# ROT's Art



## ROT (Jun 25, 2010)

So, one of the things i like to do in my free time, is gesture drawing and quick-sketching.

How i do it is i try to capture as much as i can of a picture, or from direct observation, in 10minutes! however, occasionally i will spend along time on certain drawings, but i will specify those, if i do!

It's not the best, but I quite like them, personally! :tongue:

Defiler:









Guitarist:









This one comes from a picture of me performing on stage, i got the guitar shape at the top completely wrong, and i don't like it; But i thought i'd post anyway! 
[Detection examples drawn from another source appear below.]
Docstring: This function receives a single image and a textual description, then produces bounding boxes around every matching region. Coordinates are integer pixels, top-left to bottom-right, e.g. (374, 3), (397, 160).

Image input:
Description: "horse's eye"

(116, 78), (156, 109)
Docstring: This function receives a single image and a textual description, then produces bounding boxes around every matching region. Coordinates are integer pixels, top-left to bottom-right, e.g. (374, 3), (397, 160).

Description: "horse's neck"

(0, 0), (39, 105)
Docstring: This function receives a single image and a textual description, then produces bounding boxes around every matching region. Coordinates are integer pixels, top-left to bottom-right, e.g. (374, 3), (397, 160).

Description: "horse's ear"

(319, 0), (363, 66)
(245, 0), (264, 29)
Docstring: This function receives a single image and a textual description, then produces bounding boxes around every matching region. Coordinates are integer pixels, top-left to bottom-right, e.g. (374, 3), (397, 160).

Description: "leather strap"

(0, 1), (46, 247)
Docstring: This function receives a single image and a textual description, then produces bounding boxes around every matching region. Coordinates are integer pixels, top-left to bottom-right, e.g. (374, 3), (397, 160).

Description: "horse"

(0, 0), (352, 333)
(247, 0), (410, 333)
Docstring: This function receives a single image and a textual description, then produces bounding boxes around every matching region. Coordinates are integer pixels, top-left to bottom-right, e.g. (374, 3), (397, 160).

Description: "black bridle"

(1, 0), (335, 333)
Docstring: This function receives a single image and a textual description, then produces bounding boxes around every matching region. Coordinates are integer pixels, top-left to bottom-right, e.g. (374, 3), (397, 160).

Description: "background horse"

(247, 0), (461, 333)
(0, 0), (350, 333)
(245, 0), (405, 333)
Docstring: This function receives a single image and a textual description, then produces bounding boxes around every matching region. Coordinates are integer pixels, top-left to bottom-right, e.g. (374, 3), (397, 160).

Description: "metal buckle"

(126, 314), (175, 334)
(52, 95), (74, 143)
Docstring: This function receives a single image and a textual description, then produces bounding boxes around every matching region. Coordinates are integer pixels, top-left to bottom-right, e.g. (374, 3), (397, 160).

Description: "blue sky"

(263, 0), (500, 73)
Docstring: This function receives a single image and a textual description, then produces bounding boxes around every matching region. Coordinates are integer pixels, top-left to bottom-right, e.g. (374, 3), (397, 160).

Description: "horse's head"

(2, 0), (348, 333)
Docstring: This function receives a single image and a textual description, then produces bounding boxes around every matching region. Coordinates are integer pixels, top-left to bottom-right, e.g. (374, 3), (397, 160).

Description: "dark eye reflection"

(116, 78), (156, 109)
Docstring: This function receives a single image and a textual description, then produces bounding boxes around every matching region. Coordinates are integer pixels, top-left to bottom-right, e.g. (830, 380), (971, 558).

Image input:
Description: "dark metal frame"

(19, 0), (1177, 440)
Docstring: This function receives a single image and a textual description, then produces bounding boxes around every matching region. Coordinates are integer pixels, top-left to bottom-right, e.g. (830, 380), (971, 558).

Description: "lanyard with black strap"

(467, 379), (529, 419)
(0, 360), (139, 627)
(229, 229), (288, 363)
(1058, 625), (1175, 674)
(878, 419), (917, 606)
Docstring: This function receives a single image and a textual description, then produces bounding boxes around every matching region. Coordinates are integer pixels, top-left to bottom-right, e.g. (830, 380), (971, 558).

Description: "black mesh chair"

More to come, when i do more :biggrin:

Hope you enjoy!


----------



## DestroyerHive (Dec 22, 2009)

Nice sketches! What's up with the last 2 though? Do they have something to do with the real world, or is it some type of heresy?:victory:

+Rep


----------



## ROT (Jun 25, 2010)

Oh, the last 2 are examples of ones i do outside of Heresy! 2nd one is someone playing guitar, and the last one as explained above comes from *this picture*


----------



## ROT (Jun 25, 2010)

Here we have the front end of a Rhino: For some reason it wont Rotate, apologies.









And a Berserker!;









Hopefully going to do a Dreadnought soon, from direct observation from my Model :biggrin:


----------



## 5tonsledge (May 31, 2010)

i am not going to lie the last pic looks like you are in the bathroom with your legs crossed pissing into the toilet. also your butt is on you head. but i do like the other 2 pages they are cool


----------



## 5tonsledge (May 31, 2010)

ah damit right when i posted you posted more pics. my post above this one i meant the third pic


----------



## ROT (Jun 25, 2010)

5tonsledge said:


> i am not going to lie the last pic looks like you are in the bathroom with your legs crossed pissing into the toilet. also your butt is on you head. but i do like the other 2 pages they are cool


Thanks for that delightful insight. I'll be sure to remember that next time i do some art.


----------



## ROT (Jun 25, 2010)

Heres a dreadnought. Not from D-O, cause i couldn't be arsed. :')


----------